Looks like more of the inevitable is happening at the post office. When will we understand that this government enforced monopoly is pointless and wasteful? If we opened first class mail up to competition, FedEx and UPS would almost certainly thoroughly and quickly replace the post office, probably reducing the price and certainly preventing the steady stream of price hikes created by the current enforced monopoly.
The silliest part of it all is the notion that the Forever Stamps, which allow people to buy stamps that can be used any time, even after a price increase, will do any good. These stamps have no effect on the problem. The problem is not that the American people are paying too much. The problem is that we don't have a true price system, so we have no clue what "too much" is. The post office, like every enforced monopoly is constantly aware that they can simply raise prices to cover costs, and never have to worry about competition. Even a monopoly in a market is less problematic that this, for a monopoly arising under normal conditions always has to consider the possibility of emerging competition. A government enforced monopoly is the most parasitic possible business arrangement and will almost inevitably lead to inefficient production that creates a steady increase in prices.

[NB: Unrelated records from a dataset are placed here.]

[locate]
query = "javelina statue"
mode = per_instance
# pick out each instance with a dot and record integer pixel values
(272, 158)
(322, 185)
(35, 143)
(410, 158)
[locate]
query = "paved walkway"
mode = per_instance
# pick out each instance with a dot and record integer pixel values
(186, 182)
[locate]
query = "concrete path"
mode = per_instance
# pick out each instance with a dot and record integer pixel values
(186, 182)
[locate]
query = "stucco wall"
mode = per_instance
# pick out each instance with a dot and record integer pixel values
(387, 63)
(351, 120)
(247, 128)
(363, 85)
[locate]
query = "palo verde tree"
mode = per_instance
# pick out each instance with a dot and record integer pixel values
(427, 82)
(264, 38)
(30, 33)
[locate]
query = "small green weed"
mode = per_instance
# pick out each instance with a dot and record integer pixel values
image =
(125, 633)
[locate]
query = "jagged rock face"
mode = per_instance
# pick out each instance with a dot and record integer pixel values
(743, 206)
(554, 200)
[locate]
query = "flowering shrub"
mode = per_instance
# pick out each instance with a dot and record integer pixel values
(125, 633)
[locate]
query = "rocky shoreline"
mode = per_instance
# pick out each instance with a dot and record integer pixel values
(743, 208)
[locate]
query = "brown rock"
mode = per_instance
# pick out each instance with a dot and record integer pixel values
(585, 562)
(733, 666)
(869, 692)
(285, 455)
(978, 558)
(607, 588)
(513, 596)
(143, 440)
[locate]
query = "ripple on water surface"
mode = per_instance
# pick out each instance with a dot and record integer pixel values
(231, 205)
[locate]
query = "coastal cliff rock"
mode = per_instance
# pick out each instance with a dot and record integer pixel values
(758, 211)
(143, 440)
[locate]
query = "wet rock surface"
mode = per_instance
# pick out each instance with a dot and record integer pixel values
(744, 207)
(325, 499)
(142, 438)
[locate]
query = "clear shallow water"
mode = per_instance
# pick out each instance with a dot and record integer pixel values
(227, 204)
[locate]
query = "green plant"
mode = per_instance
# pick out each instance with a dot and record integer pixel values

Furthermore, the arguments behind the monopoly are simply outdated. There was a time when it made some sense to say that if the government doesn't send mail certain places, and make sure the price is low, then mail will simply never get there. Whether this factual claim justified the normative claim that the USPS should exist (of course it did not) is now irrelevant, because the factual claim at the root is no longer true. If we eliminate the USPS monopoly we are not likely to see a failure to deliver mail to large parts of the rural US. I imagine UPS, FedEx, and others would have to compete among themselves for public image, and thus would avoid significant rate differences to rural areas. The USPS is simply outdated and overpriced and needs to go. Step one is opening it up to competition. When it flounders before its superior competitors whose production costs and prices are driven down by the profit motive the USPS lacks, the next step, the total elimination of the USPS, will be obvious.